Today's off-track students are tomorrow's out-of-school youth. Some of these students will benefit from planned improvements now under way in traditional high schools, but others will require creative alternatives in significantly different settings. Unfortunately, there are far too few effective alternative programs to meet the need, and a dearth of effective state policies that would change that situation. State policy must promote Back on Track options that reengage off-track youth and help them graduate ready for college and career.
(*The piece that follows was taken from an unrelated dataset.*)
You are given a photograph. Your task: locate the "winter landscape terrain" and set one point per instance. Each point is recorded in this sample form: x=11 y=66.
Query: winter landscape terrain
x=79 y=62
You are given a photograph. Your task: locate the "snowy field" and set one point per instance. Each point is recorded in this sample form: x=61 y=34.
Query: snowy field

With the right policies in place, states can create pathways to graduation for this significant group of youth. To analyze whether and how quickly states are creating the conditions to improve alternative education programs, Jobs for the Future examined the alternative education policies of all 50 states and the District of Columbia. JFF has identified seven model policy elements that define a new alternative education policy set (described in detail under the Elements link at left). The elements are based on the most recent research and expert thinking in the field, as well as JFF's research for this report and our on-the-ground experience with effective alternative education policies and programs.
The map at right shows the extent to which each state has put these model policies in place. State pages, accessed by clicking a state or using the State Profile menu at left, provide more detail for states where at least one model policy element is in place. The full research methodology is described under the Methodology link at left. To ensure the information on this site remains accurate and up to date, we invite the public to contact us with updated information or feedback.
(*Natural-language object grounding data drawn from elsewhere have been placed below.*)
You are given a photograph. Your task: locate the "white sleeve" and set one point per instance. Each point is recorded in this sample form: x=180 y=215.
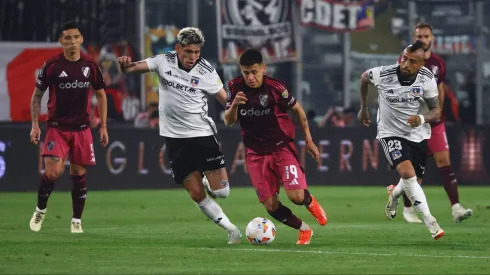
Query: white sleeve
x=373 y=74
x=212 y=83
x=155 y=62
x=431 y=90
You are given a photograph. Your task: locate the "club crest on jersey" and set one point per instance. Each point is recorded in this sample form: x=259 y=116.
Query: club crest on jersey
x=86 y=71
x=194 y=81
x=50 y=145
x=263 y=100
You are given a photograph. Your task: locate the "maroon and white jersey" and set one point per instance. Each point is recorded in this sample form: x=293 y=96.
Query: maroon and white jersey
x=264 y=119
x=69 y=85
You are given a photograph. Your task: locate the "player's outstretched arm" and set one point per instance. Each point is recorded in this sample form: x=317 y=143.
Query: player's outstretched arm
x=36 y=98
x=102 y=106
x=363 y=115
x=129 y=67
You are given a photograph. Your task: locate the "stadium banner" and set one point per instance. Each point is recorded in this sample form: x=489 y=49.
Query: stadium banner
x=338 y=15
x=136 y=159
x=263 y=25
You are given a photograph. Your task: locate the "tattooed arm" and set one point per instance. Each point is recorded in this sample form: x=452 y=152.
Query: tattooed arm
x=434 y=113
x=36 y=106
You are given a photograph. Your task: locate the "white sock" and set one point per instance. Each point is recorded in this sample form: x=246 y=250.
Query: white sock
x=304 y=227
x=417 y=196
x=398 y=190
x=213 y=211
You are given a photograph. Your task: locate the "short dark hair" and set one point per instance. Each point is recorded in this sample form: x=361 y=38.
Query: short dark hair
x=250 y=57
x=424 y=25
x=415 y=46
x=69 y=26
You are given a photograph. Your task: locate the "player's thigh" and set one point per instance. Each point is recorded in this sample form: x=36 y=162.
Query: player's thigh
x=398 y=153
x=419 y=158
x=181 y=159
x=438 y=140
x=263 y=178
x=217 y=178
x=193 y=184
x=82 y=148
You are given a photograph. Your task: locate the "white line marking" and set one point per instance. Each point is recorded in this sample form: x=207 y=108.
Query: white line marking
x=344 y=252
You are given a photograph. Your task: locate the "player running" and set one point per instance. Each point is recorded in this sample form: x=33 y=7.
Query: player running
x=185 y=81
x=261 y=104
x=408 y=101
x=69 y=77
x=437 y=144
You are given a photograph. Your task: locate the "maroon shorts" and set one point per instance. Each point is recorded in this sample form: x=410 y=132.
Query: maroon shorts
x=268 y=172
x=76 y=144
x=438 y=139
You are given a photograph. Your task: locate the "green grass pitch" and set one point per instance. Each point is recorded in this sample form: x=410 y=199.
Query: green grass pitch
x=162 y=231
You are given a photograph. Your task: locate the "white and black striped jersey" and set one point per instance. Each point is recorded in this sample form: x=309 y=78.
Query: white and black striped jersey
x=399 y=100
x=183 y=101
Read the accompanying report, Reinventing Alternative Education: An Assessment of Current State Policy and How to Improve It.
Back on Track is the term JFF uses to describe schools and programs that serve the off-track and out-of-school student population and put them on a path to success in postsecondary education. Back on Track schools combine challenging academics that prepare students for postsecondary success with a high degree of academic, social, and emotional support, often offered through community partnerships. Back on Track schools are designed to meet the needs of students at different points in their academic trajectory and help all young people make successful transitions to postsecondary education and careers.